From the Singles scene, Henry Wiles, RMR/American Honda’s newly minted rider, was unhappy about the extended layoff. “It hurt due to the time off and that time away just put me out of my rhythm.”
Wiles managed a third place in Friday’s main, and unlike Mees, he thinks the new 12+2 doubleheader format won’t change much. Will it shake up the leaderboard? “No, it won’t” is the short take.
That’s both good and bad. RMR/American Honda came within six points of winning the ’19 Singles championship with Mikey Rush. Richie Morris, the “RM” in RMR/American Honda, likes podiums but loves championships.
Fandom & Pandemics
The obvious other question is how this affected fans. In an odd way, they’ve adopted (maybe adapted to?) an element of danger, just like the riders they came to watch. The closer fans sit together, the greater the risk. Just like the handlebars clanging on the track, really.

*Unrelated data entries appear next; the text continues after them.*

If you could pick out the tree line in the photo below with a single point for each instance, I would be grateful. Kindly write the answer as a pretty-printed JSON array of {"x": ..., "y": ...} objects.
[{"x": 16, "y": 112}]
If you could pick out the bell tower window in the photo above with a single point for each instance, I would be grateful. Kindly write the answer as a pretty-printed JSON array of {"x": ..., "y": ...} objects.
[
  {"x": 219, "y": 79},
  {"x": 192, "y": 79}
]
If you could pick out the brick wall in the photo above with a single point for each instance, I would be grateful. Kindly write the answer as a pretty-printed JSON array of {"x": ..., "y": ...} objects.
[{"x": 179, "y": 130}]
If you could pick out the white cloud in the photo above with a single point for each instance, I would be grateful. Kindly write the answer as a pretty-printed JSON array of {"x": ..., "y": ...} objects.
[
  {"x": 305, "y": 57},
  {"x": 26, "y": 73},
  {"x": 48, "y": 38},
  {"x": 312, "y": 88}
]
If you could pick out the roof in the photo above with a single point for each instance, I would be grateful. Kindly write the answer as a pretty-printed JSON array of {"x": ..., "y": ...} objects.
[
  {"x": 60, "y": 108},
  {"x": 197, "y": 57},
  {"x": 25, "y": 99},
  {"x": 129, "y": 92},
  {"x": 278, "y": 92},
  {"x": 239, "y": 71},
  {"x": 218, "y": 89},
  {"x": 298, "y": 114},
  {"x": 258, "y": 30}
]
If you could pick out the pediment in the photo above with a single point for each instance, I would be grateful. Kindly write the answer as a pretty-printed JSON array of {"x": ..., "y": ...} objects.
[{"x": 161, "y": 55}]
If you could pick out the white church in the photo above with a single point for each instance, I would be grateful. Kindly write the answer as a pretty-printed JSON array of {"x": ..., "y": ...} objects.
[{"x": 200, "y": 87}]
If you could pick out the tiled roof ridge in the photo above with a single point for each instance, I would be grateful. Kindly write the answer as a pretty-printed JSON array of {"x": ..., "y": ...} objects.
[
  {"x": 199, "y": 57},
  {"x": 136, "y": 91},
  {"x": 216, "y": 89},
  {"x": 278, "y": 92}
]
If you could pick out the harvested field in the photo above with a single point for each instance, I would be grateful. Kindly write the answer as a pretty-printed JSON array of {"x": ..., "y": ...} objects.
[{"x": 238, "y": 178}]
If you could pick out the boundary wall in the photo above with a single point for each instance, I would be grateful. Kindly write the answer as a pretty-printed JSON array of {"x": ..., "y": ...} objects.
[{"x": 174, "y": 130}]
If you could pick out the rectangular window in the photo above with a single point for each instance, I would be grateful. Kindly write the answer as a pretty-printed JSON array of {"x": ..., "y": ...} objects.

A cursory review of track action shows a decent amount of social distancing in the stands, a good amount of masks in the paddock (careful, Mr. Lock is watching), and a conspicuous show of hygiene and protocol-following. The Honda Talon four-wheeler they use to terrify lucky guest riders on track during intermission saw lots of aerosol disinfectant between rides. Diapers might come in handier.
Afterward, Lock was upbeat and called the Volusia Half-Mile I and II a success. “I was pleasantly surprised with how quickly everyone adhered to the new protocols for distancing and use of PPE. Ultimately, everyone knows that our ability to do future races depends on this.”
While some see risk, others see managed risk. The pandemic may still be peaking in Florida, but given the chance to salvage the 2020 season, AFT will try. Although NBCSN’s contract and coverage is growing the sport, AFT relies on good old-fashioned gate receipts to survive. No fans in stands means no money. If it can produce an exciting season without ending up on CNN, true to its nature, it’ll try.
There are potential pitfalls in this approach, but AFT is rolling the dice. It’s not betting the house, but 14 days will tell if it’s playing with house money or not. If it succeeds, it’ll be one up on Major League Baseball—actual fans at a sporting event.
At the time of this writing, AFT reportedly has no interest in cutout fans. Take that, baseball.